How, then, does this apply to parenting?
I think the process of progressive sanctification parallels our parenting. Salvation isn't complete the day we are converted. God continues to actually make us righteous through a process we call progressive sanctification.
Writing to the Philippians, Paul commands something strange for the sanctification of a believer: "work out your own salvation with fear and trembling, for it is God who works in you, both to will and to work for his good pleasure" (Phil 2:12-13). Sanctification is a process by which we pursue faithfulness and through that God shows that he is working in us. Paul is serious when he commands believers to remain diligent and faithful, but then he says also that God is working our sanctification in us. It is the mystery of God's sovereignty and our responsibility.
A parent's role should be getting clearer.
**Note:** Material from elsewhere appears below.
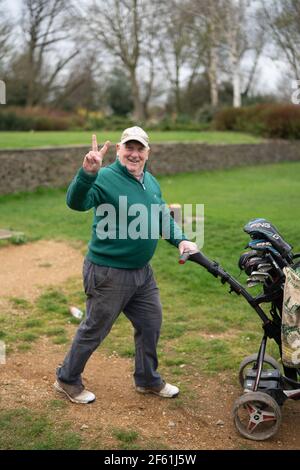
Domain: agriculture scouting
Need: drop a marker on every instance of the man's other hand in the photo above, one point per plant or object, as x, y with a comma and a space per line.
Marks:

We do not seek a balance between our role as parents and God's role as the shaper of a child's heart. It is both. Work out your parenting with fear and trembling, for it is God who works in your kids.
We work because God is working in us. We parent because God is parenting through us. It is not an either/or dichotomy. Godly parenting is 100% diligence on the parents' part and 100% trust that God is working in us to produce salvation in our children.
An example of this is the response of the Israelites who just returned from exile to rebuild the city of Jerusalem to their opponents who sought to disrupt their rebuilding project. In Nehemiah 4, Sanballat mocked the Israelites and threatened to prevent them from finishing their work. Israel's response was a perfect example of diligent work trusting in the sovereignty of God. "And we prayed to our God and set a guard as a protection against them day and night" (Neh 4:9). They trusted God to protect them as they set people around the city to protect them. Faithfulness is neither praying to God to work and doing nothing nor is it doing the work without praying to God.
And so goes parenting. We work to teach our kids about God and his work in the world through the word. We work to discipline them when they are disobedient. We train them with wisdom in godly living. We have high expectations for the person they are to become and we aren't surprised when their sin (or our own) trips them up along the way. And we do all this with complete hope, not in the effectiveness of our parenting, but in the power of God to use it for the good of our children.